El público de la plaza de toros de Madrid es amable, es impresionable, es maleable y es fundamentalmente voluble. Aplaudió tenazmente unos lances de recibo al primer juanpedro de Morante de la Puebla, atropellados y faltos de remate, en los que la mayoría aplaudidora debió fijarse en la intención del torero más que en su ejecución. Defendió las series de derechazos de Manzanares en el quinto de la tarde que ni salieron hiladas como es su costumbre, ni se pensaron ligadas como es razonable. El debutante Jiménez Fortes, al que cursimente llaman toricantano, con el espantoso neologismo creado en los años sesenta y que remite a una sociedad inmersa en la beatería oficial, fue grandemente ovacionado, tras mostrar todas sus carencias de novel, en un arrimón pasado de faena con el que cerró plaza. Asumió la dispareja, basta y zancuda corrida de Juan Pedro Domecq, como si fueran los descendientes del uro primigenio destinados al altar de los sacrificios propicios a todas las adoraciones.

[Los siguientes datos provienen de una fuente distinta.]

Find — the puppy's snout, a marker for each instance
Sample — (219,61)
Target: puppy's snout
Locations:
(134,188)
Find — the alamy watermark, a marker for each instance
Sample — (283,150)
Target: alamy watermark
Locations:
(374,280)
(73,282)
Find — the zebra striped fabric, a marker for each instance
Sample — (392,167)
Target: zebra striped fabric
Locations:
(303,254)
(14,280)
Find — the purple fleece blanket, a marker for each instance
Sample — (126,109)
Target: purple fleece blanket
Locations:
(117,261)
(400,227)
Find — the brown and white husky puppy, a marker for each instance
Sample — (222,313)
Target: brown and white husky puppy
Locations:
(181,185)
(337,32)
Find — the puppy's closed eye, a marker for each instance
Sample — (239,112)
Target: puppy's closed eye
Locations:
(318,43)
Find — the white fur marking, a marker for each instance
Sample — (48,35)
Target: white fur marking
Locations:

Pese a ello, hay muchos que insisten que las figuras se sienten maltratadas en Madrid, que las ganaderías de postín son desechas en los estrictos reconocimientos veterinarios temerosos de las reacciones del público, que el público de Madrid mide con lupa a los toreros. Y así seguimos.
Todo esto lo doy por descontado día tras día, pero si hay algo que me indignó en el día del recuerdo de José Gómez Ortega Gallito, Joselito Maravilla, La gracia toreadora, fue que los indocumentados aplaudieran unos quites aunque oportunos, deslavazados, torpes y carentes de gracia del, por otra parte único torero actual tocado por el duende.
Morante está tocado por la gracia pero la mayoría de sus seguidores, no. Desgraciadamente es a estos a los que se oye en la plaza cuando no se ve al torero.